Ariana series, by Rachel Ann Nunes. This is LDS fiction, and the reader said she enjoyed the way the gospel was woven into the stories. The book clarified ideas about culpability and consequences for her.
The Five Love Languages, by Gary Chapman. I haven't read this book, but I have heard many great reviews of it. The book details five different ways people express love (time, verbal affirmation, gifts, service, physical affection). The ideas have helped me to understand myself and my marriage in the past, so I really ought to sit down and read the thing. Good thing we chose it for our May book discussion
Michael Pollan came up as well. Pollan has written many books about food, the best known being The Omnivore's Dilemma. I'm sure the dilemma is best understood by reading the book. From Amazon reviews, it sounds like Pollan has done a thorough job in researching, as well as a good job in writing about our relationship to and distance from our food. Pollan was also involved in the Food Inc. project, which apparently helps many people feel motivated to grow their own gardens. Other titles include Fast Food Nation, In Defense of Food: An Eater's Manifesto, The Botany of Desire: A Plant's-eye View of the World, and a whole fruit-basket of others. I need to put him on my 3x5 wallet list of people to look up at the library. For more on him, check out Jennifer's review on her blog, Simple and Small.
What DaVinci Didn't Know, by Richard Neitzl Holzapfel. The reader on this one wasn't through, but her review wasn't glowing, so maybe check some reviews before you decide if it's for you, or not.
The Undaunted, Gerald Lund.
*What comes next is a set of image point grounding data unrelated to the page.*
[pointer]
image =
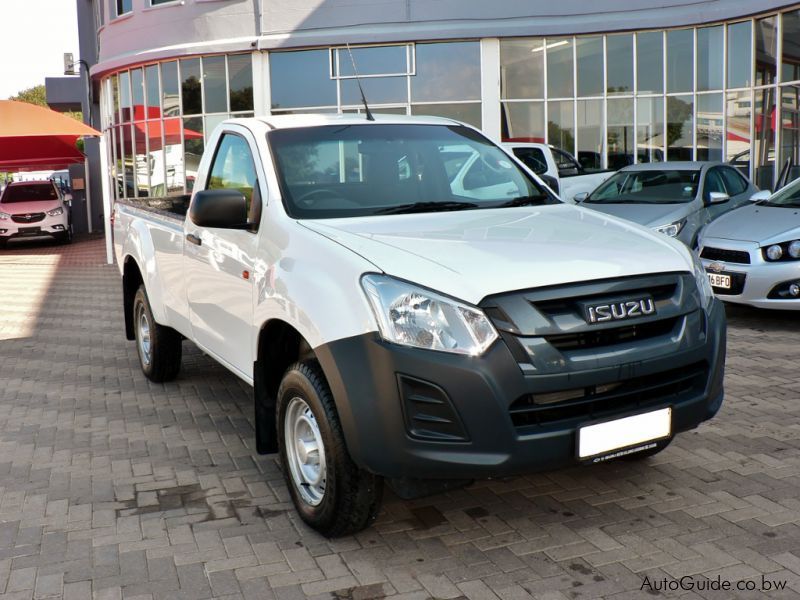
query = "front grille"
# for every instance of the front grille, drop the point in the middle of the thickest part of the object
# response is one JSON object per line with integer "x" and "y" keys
{"x": 740, "y": 257}
{"x": 548, "y": 333}
{"x": 594, "y": 402}
{"x": 737, "y": 285}
{"x": 28, "y": 218}
{"x": 609, "y": 337}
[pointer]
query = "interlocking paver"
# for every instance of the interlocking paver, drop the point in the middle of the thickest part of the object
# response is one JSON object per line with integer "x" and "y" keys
{"x": 115, "y": 488}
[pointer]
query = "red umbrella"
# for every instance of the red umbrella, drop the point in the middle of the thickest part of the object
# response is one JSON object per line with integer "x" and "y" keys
{"x": 33, "y": 137}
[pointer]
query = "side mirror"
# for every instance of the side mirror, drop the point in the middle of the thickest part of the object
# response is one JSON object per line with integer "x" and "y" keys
{"x": 759, "y": 196}
{"x": 717, "y": 197}
{"x": 225, "y": 209}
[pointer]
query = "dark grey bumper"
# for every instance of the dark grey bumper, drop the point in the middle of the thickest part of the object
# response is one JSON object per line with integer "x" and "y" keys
{"x": 431, "y": 415}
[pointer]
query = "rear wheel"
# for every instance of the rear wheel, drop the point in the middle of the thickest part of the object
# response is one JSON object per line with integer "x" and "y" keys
{"x": 159, "y": 347}
{"x": 329, "y": 491}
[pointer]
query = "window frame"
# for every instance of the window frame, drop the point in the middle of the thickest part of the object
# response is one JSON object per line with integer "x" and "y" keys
{"x": 254, "y": 226}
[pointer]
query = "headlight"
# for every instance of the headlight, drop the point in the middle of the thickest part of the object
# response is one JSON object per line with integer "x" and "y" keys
{"x": 774, "y": 252}
{"x": 672, "y": 229}
{"x": 703, "y": 284}
{"x": 414, "y": 316}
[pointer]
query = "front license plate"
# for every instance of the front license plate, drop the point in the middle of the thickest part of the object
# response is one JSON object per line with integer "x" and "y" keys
{"x": 720, "y": 281}
{"x": 628, "y": 432}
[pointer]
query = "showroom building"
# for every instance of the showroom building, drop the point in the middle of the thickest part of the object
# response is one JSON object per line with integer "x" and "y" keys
{"x": 627, "y": 82}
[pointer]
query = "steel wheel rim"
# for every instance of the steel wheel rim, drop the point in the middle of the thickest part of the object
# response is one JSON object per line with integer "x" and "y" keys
{"x": 305, "y": 452}
{"x": 143, "y": 329}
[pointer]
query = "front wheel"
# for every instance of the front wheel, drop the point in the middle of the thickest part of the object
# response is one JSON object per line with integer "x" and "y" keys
{"x": 329, "y": 491}
{"x": 159, "y": 347}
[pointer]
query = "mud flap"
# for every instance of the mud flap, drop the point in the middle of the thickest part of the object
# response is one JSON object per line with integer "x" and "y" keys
{"x": 265, "y": 426}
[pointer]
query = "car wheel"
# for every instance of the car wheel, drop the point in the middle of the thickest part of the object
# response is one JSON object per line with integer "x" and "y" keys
{"x": 329, "y": 491}
{"x": 662, "y": 445}
{"x": 159, "y": 347}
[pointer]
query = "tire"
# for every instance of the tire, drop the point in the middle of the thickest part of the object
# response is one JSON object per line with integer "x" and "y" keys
{"x": 662, "y": 445}
{"x": 159, "y": 347}
{"x": 331, "y": 494}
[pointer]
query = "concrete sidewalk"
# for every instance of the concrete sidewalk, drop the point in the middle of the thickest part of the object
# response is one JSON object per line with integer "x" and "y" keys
{"x": 113, "y": 487}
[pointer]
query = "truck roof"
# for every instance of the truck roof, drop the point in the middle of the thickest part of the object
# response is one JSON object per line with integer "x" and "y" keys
{"x": 321, "y": 119}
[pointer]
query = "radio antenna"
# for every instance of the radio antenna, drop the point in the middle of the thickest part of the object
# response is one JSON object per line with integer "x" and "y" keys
{"x": 360, "y": 89}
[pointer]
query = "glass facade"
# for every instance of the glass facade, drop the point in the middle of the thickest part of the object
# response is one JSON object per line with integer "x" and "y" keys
{"x": 722, "y": 91}
{"x": 439, "y": 79}
{"x": 719, "y": 91}
{"x": 157, "y": 118}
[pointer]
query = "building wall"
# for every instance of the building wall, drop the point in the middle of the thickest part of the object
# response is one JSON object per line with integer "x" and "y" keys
{"x": 724, "y": 88}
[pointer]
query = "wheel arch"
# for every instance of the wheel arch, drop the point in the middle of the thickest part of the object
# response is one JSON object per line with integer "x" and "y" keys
{"x": 131, "y": 280}
{"x": 279, "y": 345}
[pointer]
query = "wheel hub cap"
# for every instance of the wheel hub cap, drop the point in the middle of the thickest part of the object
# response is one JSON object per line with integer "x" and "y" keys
{"x": 305, "y": 452}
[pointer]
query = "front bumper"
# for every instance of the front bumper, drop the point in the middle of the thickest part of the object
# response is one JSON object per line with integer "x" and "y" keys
{"x": 754, "y": 284}
{"x": 377, "y": 387}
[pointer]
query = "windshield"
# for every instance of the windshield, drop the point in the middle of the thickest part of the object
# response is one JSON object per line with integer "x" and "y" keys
{"x": 29, "y": 192}
{"x": 788, "y": 197}
{"x": 662, "y": 186}
{"x": 361, "y": 170}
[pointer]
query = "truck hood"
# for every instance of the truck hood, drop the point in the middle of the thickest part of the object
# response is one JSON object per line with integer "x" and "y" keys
{"x": 476, "y": 253}
{"x": 650, "y": 215}
{"x": 756, "y": 223}
{"x": 24, "y": 208}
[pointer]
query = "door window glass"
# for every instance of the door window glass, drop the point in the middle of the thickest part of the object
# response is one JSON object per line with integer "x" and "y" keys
{"x": 233, "y": 169}
{"x": 714, "y": 183}
{"x": 533, "y": 158}
{"x": 735, "y": 183}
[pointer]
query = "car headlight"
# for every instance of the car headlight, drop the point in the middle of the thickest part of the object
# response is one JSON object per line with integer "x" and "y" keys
{"x": 703, "y": 284}
{"x": 671, "y": 229}
{"x": 782, "y": 251}
{"x": 418, "y": 317}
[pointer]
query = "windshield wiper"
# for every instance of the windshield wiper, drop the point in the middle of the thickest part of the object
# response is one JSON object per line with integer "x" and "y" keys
{"x": 524, "y": 201}
{"x": 424, "y": 207}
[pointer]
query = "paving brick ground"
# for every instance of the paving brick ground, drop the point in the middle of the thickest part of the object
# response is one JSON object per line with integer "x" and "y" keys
{"x": 115, "y": 488}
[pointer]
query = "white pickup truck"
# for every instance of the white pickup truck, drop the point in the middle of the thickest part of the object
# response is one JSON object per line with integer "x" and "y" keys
{"x": 406, "y": 319}
{"x": 558, "y": 169}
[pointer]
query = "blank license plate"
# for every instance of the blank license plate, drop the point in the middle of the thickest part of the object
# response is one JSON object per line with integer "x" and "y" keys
{"x": 628, "y": 432}
{"x": 722, "y": 281}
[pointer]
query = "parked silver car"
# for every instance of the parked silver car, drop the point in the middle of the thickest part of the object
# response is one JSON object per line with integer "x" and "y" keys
{"x": 675, "y": 198}
{"x": 752, "y": 255}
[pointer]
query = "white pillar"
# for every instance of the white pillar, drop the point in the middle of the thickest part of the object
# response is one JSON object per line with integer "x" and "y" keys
{"x": 87, "y": 191}
{"x": 490, "y": 88}
{"x": 261, "y": 92}
{"x": 106, "y": 192}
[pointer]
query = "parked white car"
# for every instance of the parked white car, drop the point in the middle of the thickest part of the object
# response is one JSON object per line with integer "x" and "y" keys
{"x": 752, "y": 254}
{"x": 30, "y": 209}
{"x": 401, "y": 325}
{"x": 558, "y": 169}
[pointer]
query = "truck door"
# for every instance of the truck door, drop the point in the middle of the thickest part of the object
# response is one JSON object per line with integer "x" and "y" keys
{"x": 219, "y": 262}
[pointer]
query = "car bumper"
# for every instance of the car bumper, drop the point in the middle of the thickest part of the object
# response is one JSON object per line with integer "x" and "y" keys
{"x": 465, "y": 405}
{"x": 759, "y": 283}
{"x": 49, "y": 226}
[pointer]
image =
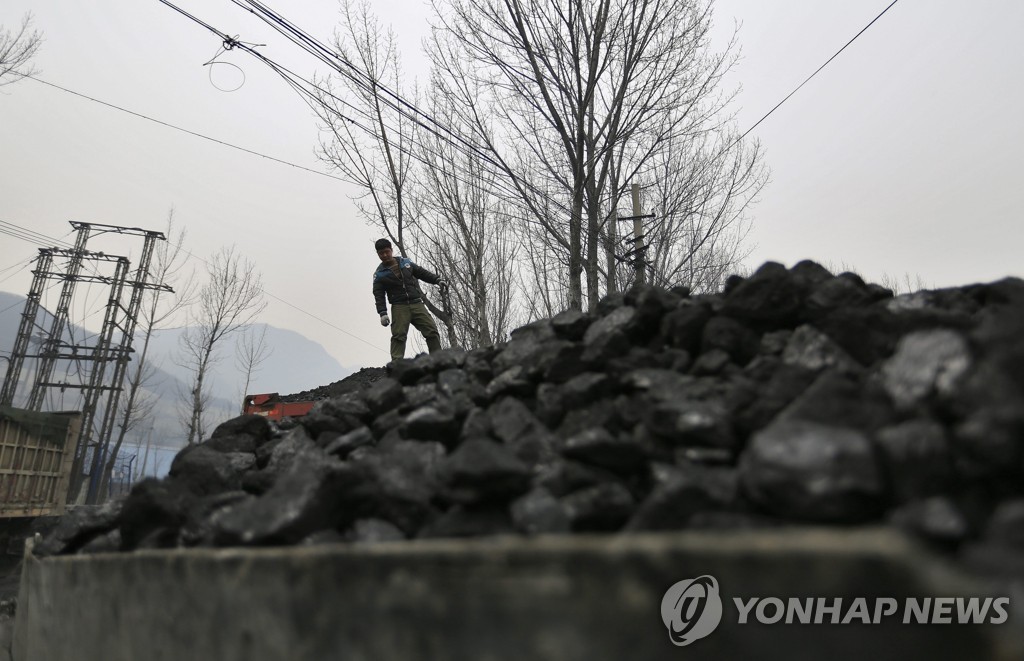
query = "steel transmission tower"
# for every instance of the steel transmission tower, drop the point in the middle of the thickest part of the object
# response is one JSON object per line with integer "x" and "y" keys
{"x": 114, "y": 344}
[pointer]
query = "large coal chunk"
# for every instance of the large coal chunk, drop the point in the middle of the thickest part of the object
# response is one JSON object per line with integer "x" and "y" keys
{"x": 602, "y": 508}
{"x": 771, "y": 298}
{"x": 842, "y": 400}
{"x": 918, "y": 459}
{"x": 340, "y": 414}
{"x": 600, "y": 447}
{"x": 396, "y": 482}
{"x": 539, "y": 512}
{"x": 306, "y": 498}
{"x": 813, "y": 472}
{"x": 481, "y": 471}
{"x": 463, "y": 521}
{"x": 926, "y": 363}
{"x": 684, "y": 491}
{"x": 731, "y": 338}
{"x": 155, "y": 508}
{"x": 79, "y": 527}
{"x": 242, "y": 434}
{"x": 203, "y": 470}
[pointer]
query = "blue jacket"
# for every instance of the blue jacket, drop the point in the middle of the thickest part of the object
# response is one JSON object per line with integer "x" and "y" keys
{"x": 403, "y": 288}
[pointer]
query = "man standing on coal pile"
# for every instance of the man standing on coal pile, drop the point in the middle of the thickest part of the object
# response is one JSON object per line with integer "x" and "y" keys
{"x": 399, "y": 278}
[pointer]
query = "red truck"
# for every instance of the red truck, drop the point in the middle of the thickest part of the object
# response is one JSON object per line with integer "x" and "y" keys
{"x": 270, "y": 405}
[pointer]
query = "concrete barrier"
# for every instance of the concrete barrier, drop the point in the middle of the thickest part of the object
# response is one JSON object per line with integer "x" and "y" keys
{"x": 564, "y": 599}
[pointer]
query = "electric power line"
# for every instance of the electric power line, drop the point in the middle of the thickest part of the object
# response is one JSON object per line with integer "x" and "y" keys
{"x": 807, "y": 80}
{"x": 178, "y": 128}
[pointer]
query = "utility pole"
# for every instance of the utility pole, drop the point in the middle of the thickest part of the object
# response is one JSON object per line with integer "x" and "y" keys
{"x": 638, "y": 237}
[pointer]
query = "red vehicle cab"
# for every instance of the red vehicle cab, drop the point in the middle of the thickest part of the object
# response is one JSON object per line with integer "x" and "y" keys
{"x": 269, "y": 405}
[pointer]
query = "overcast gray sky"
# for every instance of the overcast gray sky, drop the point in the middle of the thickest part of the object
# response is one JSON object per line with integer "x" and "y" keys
{"x": 901, "y": 158}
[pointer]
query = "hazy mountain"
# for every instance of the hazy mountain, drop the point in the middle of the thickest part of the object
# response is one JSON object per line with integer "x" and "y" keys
{"x": 293, "y": 363}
This one should appeal to church history fans. The story starts in the coal mines of the UK, and ends with the settling of the Blanding, Montezuma Creek area of the Four Corners region. The reader recommended it for Lund's signature style of making a fictional family and interesting plot, and following them through all sorts of fascinating history. She also mentioned that The Fire and the Covenant by Lund was similarly good.
The last mention in my notes is Cure Tooth Decay by Ramiel Nagel. For the price of less than a visit to the dentist, this book sounds like a good deal to me. The book discusses nutrition as a more practical method of dental care than flossing and brushing. This is extremely unfortunate for me, if true, because I love sugar so deeply.
Well, this post is a book in and of itself. Feel free to share favorite recent reads or thoughts on any of these in the comments, too, if you have survived all the way to the bottom of this hairy post.